Dan~ wrote:A person's mind is usually considered the person.
If he has his mind, but looses an arm, he is still that person.
But when someone's mind deviates away from their core values,
it is as if the person was lost.
Philosophy is love of thought, but thought is expression of being and humanness.
Thoughts wouldn't exist without hosts for them to reside within.
If you don't like thinking, you don't like human existence, or nature for that matter.
Love for thought is love for ego.
Ego is not evil.
No disrespect intended, but this is not an argument, it is preaching.
There's a conspicuous amount of unwarranted assumptions, though I can't tell which ones you are making or not making. Nevertheless... some must be there.
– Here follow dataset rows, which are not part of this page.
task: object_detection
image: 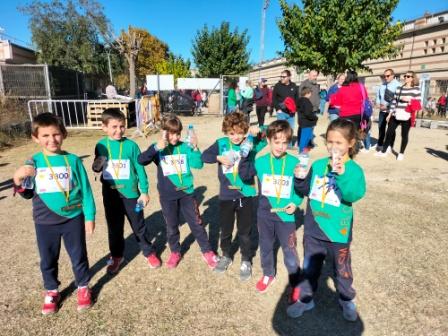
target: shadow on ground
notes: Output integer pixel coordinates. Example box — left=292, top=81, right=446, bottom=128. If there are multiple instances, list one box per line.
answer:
left=272, top=256, right=364, bottom=336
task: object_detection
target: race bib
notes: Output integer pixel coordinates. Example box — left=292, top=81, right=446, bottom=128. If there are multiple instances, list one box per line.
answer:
left=261, top=174, right=292, bottom=199
left=309, top=176, right=341, bottom=207
left=221, top=151, right=241, bottom=174
left=103, top=160, right=130, bottom=180
left=35, top=167, right=70, bottom=194
left=160, top=154, right=187, bottom=176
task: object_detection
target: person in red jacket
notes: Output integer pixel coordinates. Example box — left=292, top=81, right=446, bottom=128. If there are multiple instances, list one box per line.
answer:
left=330, top=70, right=367, bottom=126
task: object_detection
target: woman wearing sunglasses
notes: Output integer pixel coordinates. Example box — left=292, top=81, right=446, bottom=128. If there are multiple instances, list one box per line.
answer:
left=376, top=71, right=421, bottom=161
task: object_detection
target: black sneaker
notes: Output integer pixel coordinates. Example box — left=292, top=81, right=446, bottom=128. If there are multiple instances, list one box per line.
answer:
left=214, top=256, right=232, bottom=273
left=240, top=261, right=252, bottom=281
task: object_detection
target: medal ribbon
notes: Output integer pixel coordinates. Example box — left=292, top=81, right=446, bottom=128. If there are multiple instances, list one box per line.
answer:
left=270, top=154, right=286, bottom=204
left=107, top=138, right=123, bottom=180
left=42, top=153, right=70, bottom=204
left=229, top=139, right=238, bottom=184
left=167, top=146, right=184, bottom=186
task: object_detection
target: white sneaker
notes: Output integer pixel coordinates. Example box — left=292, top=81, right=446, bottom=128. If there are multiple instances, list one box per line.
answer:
left=339, top=299, right=358, bottom=322
left=286, top=300, right=314, bottom=318
left=375, top=152, right=387, bottom=157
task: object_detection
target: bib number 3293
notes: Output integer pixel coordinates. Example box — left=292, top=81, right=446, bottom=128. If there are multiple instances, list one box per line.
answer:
left=261, top=174, right=292, bottom=198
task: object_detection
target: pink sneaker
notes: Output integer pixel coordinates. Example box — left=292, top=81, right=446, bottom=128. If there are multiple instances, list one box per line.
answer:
left=256, top=275, right=275, bottom=293
left=166, top=252, right=182, bottom=268
left=78, top=286, right=92, bottom=311
left=107, top=257, right=124, bottom=274
left=42, top=290, right=61, bottom=315
left=146, top=252, right=162, bottom=268
left=202, top=251, right=218, bottom=269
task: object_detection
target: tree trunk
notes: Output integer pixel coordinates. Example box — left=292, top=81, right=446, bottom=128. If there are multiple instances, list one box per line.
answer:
left=128, top=56, right=135, bottom=98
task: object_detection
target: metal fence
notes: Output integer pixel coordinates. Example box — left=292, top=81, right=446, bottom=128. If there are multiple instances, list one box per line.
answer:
left=0, top=64, right=96, bottom=99
left=28, top=99, right=136, bottom=129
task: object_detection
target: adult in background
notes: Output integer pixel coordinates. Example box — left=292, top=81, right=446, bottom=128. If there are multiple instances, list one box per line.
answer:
left=254, top=78, right=271, bottom=127
left=227, top=81, right=238, bottom=113
left=376, top=69, right=400, bottom=151
left=376, top=71, right=421, bottom=161
left=326, top=73, right=345, bottom=122
left=299, top=70, right=320, bottom=113
left=241, top=80, right=254, bottom=121
left=330, top=70, right=369, bottom=128
left=272, top=70, right=299, bottom=146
“I” as substance, thought as a predicate of “I” (slave to the grammar), some implicit definition of what ‘thought’ is, and, regardless, philosophy can’t help loving just about any thought (and, actually, there must be also some definition of ‘love’)... Not to mention this old comforting idea that mankind only is capable of thought.
It could be rephrased as something like:
- There is a substance, some
ens realissimus, which is ‘ego’
- ‘Ego’ is the only host of ‘mind’
- Mind (and mind only) produces thoughts (and All thoughts are good)
- As a philosopher, you have to love all thoughts
ergo: as a philosopher, you have to love mind and then ‘ego’.
Well, maybe not. Philosophy could also be that thing that puts question marks after all those premisses and see how one can unmake them - not much, in my view. Moreover, why if someone does something good, you have to ‘love’ everything about that someone? Isn’t that some gimmick to pretend to provide a foundation to a preconceived unconditional (and morally driven) love for ‘humaness’? (which, btw, looks very much like some platonic idea, eternal and unchangeable).
Regardless, there are inherent vices.
Even positing that «thoughts wouldn't exist without hosts for them to reside within», you don’t get to narrow these thoughts down to one single host, to individuals - unless, again, you already assumed that.
Then, I confess that I don’t really understand the what «when someone's mind deviates away from their core values» means. Anyway, the argument begs the question: if one loses one’s mind, does one stop being human?